To solve this you need to find the comman names between this pretrained checkpoint and TwoStageCNNGeometric model namespaces.

    if model_aff_tps_path != '':
        checkpoint = torch.load(model_aff_tps_path, map_location=lambda storage, loc: storage)
        checkpoint['state_dict'] = OrderedDict(
            [(k.replace('vgg', 'model'), v) for k, v in checkpoint['state_dict'].items()])

        for name, param in model.FeatureExtraction.state_dict().items():
            if 'FeatureExtraction.' + name in checkpoint['state_dict']:
                model.FeatureExtraction.state_dict()[name].copy_(checkpoint['state_dict']['FeatureExtraction.' + name])
        for name, param in model.FeatureRegression.state_dict().items():
            if 'FeatureRegression.' + name in checkpoint['state_dict']:
                model.FeatureRegression.state_dict()[name].copy_(checkpoint['state_dict']['FeatureRegression.' + name])
        for name, param in model.FeatureRegression2.state_dict().items():
            if 'FeatureRegression2.' + name in checkpoint['state_dict']:
                model.FeatureRegression2.state_dict()[name].copy_(checkpoint['state_dict']['FeatureRegression2.' + name])

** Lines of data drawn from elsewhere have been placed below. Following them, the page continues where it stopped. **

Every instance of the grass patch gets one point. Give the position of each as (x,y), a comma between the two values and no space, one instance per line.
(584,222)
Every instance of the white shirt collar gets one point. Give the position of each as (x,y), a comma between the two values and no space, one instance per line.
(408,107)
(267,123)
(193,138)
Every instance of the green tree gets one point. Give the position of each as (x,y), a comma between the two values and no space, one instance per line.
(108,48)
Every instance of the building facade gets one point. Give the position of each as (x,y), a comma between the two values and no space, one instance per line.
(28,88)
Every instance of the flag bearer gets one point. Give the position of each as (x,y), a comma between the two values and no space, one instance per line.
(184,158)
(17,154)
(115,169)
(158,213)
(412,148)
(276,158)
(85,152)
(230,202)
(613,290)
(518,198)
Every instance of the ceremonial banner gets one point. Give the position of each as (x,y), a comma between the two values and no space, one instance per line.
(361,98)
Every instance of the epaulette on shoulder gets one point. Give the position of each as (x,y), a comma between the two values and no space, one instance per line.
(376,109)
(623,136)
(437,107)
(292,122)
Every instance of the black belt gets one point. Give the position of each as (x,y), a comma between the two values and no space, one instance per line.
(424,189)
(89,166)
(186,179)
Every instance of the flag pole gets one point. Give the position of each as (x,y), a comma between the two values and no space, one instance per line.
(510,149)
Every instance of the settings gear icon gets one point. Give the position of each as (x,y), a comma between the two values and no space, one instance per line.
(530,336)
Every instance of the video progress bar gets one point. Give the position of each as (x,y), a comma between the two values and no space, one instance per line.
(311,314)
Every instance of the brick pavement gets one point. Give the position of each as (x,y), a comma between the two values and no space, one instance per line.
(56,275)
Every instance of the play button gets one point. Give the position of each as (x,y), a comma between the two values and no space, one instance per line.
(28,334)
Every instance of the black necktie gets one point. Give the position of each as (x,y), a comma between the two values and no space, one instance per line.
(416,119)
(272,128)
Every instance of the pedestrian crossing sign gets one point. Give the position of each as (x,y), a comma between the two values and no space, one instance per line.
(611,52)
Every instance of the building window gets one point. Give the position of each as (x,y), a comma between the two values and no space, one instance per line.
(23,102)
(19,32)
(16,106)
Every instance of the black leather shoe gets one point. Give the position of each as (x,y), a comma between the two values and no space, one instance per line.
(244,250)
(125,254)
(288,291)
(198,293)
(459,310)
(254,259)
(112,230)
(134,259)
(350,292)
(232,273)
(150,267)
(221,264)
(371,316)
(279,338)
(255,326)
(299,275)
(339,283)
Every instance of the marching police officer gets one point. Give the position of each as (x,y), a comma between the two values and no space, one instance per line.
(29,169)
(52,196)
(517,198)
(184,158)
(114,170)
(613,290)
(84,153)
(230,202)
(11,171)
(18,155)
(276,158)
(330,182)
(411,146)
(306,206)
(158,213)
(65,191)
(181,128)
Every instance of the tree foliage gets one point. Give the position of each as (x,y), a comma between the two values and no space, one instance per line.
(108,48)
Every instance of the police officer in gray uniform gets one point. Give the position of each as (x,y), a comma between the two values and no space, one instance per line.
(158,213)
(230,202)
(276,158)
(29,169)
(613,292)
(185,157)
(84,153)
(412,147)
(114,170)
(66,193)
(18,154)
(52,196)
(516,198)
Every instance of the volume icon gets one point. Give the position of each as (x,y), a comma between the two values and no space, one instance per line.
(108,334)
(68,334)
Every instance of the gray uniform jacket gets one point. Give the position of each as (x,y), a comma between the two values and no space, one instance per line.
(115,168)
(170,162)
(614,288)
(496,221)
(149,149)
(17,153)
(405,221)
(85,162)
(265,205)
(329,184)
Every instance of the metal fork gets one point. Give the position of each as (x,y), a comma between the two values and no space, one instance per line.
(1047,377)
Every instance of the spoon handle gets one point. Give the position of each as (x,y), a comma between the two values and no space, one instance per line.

The other optimum way is to add a more pythonic statement when you are generating the checkpoint and make a OrderedDic, something like:

 [(k.replace('vgg', 'model'), v) for k, v in checkpoint['state_dict'].items() if v in model.FeatureExtraction.state_dict()])

but I it doesn't work like this definitly and I couldn't find an optimum way anyway, so I ended up to add the explicit if statements.

2- The second issue is happening later on, in preprocess_image(), normalize_image() in ./image/normalization.py, line 38

if isinstance(image,torch.autograd.variable.Variable):
....

The fact is in the classes Tensor and Variable got merged in newer version of PyTorch, so there is no need to check if image is a Variale type and so on.

So, you can easily replace this wholeline by "else:"

Hope this would be helpful for others too.

yimengli46 commented 5 years ago

Thanks, your suggestions work perfectly.